BLAULICHT

„Das hätte jedem passieren können“

pn; 09.10.2019, 17:45 Uhr
BLAULICHT

„Das hätte jedem passieren können“

pn; 09.10.2019, 17:45 Uhr
Wipperfürth – Rentner war wegen fahrlässiger Tötung angeklagt, nachdem er im vergangenen Jahr zwei Rennradfahrer angefahren hatte – Amtsgericht verurteilt ihn zu Bewährungsstrafe.

Von Peter Notbohm

 

Noch heute vergehe kein Tag, an dem Stefan T. (Anm. d. Red.: Name geändert) nachts nicht schweißgebadet aufwache und die schrecklichen Bilder des Unfalls wieder vor Augen habe. Den Schock werde er niemals verdauen, die Bilder niemals vergessen: „Es tut mir unendlich leid.“ Der damals 79-Jährige hatte am 18. April des vergangenen Jahres zwei Rennradfahrer auf der L302 in Lindlar-Niederhabbach mit seinem braunen VW Multivan angefahren. Eins der beiden Opfer war in die Frontscheibe geprallt und sofort tot, das andere musste mit schwersten Verletzungen nach Köln-Merheim in eine Spezialklinik geflogen werden.

 

[Archivfoto: Martin Hütt --- Für den 59-jährigen Rennradfahrer kam nach dem Unfall jede Hilfe zu spät.]

 

Am heutigen Mittwoch musste sich das Amtsgericht Wipperfürth mit der Tragödie beschäftigen: Die Staatsanwaltschaft warf Stefan T. fahrlässige Tötung in Tateinheit mit fahrlässiger Körperverletzung vor.

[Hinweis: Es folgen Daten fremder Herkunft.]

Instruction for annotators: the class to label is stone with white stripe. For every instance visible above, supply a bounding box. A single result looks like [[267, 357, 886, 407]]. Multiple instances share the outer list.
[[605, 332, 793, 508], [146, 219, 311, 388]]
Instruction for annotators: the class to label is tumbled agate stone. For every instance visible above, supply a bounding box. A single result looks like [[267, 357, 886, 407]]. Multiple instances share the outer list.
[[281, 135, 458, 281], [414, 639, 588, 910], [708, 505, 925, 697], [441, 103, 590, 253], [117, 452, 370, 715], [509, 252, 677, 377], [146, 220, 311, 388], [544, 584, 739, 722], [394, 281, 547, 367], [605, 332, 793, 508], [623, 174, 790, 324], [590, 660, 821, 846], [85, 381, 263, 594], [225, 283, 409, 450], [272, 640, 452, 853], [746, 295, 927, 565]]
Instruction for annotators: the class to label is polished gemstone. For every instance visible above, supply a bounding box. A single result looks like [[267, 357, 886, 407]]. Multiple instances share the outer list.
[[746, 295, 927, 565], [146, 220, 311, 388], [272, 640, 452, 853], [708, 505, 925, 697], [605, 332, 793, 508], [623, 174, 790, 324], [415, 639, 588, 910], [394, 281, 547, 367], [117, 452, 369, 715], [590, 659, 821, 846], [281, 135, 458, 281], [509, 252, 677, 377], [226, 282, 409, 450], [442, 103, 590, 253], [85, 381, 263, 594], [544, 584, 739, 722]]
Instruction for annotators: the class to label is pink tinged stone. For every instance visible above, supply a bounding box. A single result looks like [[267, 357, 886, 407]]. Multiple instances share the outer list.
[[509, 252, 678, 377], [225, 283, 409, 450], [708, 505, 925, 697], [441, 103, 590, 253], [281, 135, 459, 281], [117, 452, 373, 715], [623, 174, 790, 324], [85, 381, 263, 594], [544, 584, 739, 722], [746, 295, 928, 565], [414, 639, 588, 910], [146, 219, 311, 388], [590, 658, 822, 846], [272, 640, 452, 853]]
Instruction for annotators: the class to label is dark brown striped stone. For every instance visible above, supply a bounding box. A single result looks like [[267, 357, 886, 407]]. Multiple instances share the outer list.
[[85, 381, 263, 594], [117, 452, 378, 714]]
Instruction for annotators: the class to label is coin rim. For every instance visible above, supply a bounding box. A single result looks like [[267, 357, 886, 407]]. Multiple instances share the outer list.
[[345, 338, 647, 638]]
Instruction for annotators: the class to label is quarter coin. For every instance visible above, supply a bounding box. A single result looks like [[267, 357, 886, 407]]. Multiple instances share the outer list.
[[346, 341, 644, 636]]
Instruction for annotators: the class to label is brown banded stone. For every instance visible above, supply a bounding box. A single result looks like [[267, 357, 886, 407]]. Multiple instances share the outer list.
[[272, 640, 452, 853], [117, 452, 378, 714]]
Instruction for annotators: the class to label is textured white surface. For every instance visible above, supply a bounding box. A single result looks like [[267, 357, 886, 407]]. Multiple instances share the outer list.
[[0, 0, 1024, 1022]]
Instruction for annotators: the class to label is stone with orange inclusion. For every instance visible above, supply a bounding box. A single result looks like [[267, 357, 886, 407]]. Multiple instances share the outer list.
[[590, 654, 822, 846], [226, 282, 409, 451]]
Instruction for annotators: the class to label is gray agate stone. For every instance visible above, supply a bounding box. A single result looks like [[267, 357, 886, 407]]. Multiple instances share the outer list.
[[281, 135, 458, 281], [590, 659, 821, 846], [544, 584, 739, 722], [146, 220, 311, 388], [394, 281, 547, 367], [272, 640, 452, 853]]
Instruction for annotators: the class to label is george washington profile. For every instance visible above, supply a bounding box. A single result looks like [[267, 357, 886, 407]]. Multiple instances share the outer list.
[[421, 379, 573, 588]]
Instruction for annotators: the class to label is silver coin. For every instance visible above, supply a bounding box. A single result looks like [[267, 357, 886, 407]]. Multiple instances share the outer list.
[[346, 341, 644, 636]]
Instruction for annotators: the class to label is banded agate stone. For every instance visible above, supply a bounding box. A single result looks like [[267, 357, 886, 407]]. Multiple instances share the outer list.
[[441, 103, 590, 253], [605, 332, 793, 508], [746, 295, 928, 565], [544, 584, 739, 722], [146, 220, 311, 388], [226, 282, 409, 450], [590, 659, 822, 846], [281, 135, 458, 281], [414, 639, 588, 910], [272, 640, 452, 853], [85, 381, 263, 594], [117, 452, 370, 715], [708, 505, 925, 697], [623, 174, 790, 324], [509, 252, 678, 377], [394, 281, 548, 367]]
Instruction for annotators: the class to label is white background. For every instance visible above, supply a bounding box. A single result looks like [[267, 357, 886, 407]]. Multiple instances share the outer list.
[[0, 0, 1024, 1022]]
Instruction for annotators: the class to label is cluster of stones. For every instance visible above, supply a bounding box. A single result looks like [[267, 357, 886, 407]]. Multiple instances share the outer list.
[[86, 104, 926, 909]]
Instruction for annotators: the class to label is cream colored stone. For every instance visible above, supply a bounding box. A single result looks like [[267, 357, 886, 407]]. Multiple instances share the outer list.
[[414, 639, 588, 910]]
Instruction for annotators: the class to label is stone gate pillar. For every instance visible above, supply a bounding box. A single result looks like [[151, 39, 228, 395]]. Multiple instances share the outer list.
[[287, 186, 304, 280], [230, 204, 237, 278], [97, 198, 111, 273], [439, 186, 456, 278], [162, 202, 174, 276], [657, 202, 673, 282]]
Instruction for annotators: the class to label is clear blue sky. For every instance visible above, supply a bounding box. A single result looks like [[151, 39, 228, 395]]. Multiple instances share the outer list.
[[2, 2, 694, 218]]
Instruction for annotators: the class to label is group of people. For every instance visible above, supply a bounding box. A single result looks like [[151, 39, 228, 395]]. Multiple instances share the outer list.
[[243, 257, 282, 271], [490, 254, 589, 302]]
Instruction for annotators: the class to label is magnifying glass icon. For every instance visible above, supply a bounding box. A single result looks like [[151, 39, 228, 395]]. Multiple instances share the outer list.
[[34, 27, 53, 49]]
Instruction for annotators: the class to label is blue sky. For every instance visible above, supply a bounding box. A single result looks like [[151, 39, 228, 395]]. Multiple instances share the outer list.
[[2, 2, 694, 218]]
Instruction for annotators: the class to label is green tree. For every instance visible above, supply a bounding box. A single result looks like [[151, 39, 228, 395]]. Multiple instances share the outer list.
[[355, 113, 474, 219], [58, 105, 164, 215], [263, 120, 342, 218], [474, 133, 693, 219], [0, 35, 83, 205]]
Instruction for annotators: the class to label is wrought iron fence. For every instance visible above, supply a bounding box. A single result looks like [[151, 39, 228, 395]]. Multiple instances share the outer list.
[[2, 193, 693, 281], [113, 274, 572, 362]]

Unter dem Vorsitz von Richter Stefan Krieger wurde der Rentner zu einer Freiheitsstrafe von drei Monaten auf Bewährung, einer Geldspende in Höhe von 2.000 € an die Verkehrswacht Oberberg sowie einem Verkehrseignungstest und einer verkehrspsychologischen Untersuchung verurteilt.

 

Nicht nur bei der Urteilsverkündung, auch während der gesamten Hauptverhandlung kamen dem früheren Maschinenschlosser immer wieder die Tränen, sobald es um den Unfallhergang ging. „Er hat massive Probleme, das Geschehene zu verarbeiten“, entschuldigte sein Verteidiger Tobias Schäfer die Erinnerungslücken seines Mandanten. Denn Stefan T., der sich damals auf der Rückfahrt von Engelskirchen nach Wetter an der Ruhr befand, war der festen Überzeugung eigentlich nichts falsch gemacht zu haben. Warum er nach der Rechtskurve an der engen Straße auf Höhe des Sägewerkes auf die Gegenfahrbahn gefahren sei, weshalb er ungebremst auf die beiden Radfahrer zugehalten hatte – Diese Fragen konnten weder der Verurteilte noch das Gericht endgültig beantworten.

 

„Er ist ungebremst auf uns zugefahren, als ob er uns jagen wollte“, beschrieb das 65-jährige Unfallopfer das Geschehen. Der passionierte Rennradfahrer war von dem Wagen seitlich erwischt worden, hatte sich bei dem Aufprall und Sturz Hirnblutungen, multiple Brüche an Arm, Bein und Rippen zugezogen, zudem Milz und eine Niere verloren. Über fünf Wochen lag der Mann im Koma, wurde erst nach drei Monaten in die Reha-Maßnahmen entlassen. „Dort habe ich nach sechs Wochen gelernt, wieder zu gehen“, wird er den Rest seines Lebens auf Gehhilfen angewiesen sein und gilt mit einem Grad von 90 als schwerstbehindert. „Ohne meine Familie müsste ich ins Pflegeheim“, so der Kürtener, „aber das Leben muss weitergehen.“

 

Ein weiterer Zeuge hatte zudem ausgesagt, dass ihm der Unfallverursacher bereits wenige Minuten zuvor auf der Landstraße weit auf seiner Fahrbahn entgegenkommen sei und er nur knapp habe ausweichen können. Und auch der geladene Sachverständige konnte nur wenig Licht in den Unfallhergang bringen. Er vermutete, dass Stefan T. mit einer Geschwindigkeit von 50 bis 100 km/h unterwegs gewesen sein muss. Endgültig lasse sich das aber nicht feststellen, da es keine Brems- oder Ausweichspuren gegeben habe. Unstrittig sei aber, dass er auf der falschen Fahrbahn unterwegs gewesen sei.

 

Einig waren sich alle Verfahrensbeteiligten, dass es sich um ein tragisches Augenblicksversagen gehandelt habe. „Das hätte jedem passieren können“, meinte der Richter in seiner Urteilsbegründung. Er folgte den Anträgen der Staatsanwaltschaft und Nebenklage, die nur geringe Strafen gefordert hatten, die Fahrtauglichkeit des Verurteilten überprüfen zu lassen. „Denn ab einem gewissen Alter muss man auch kritisch mit sich selbst sein“, so Stefan Krieger.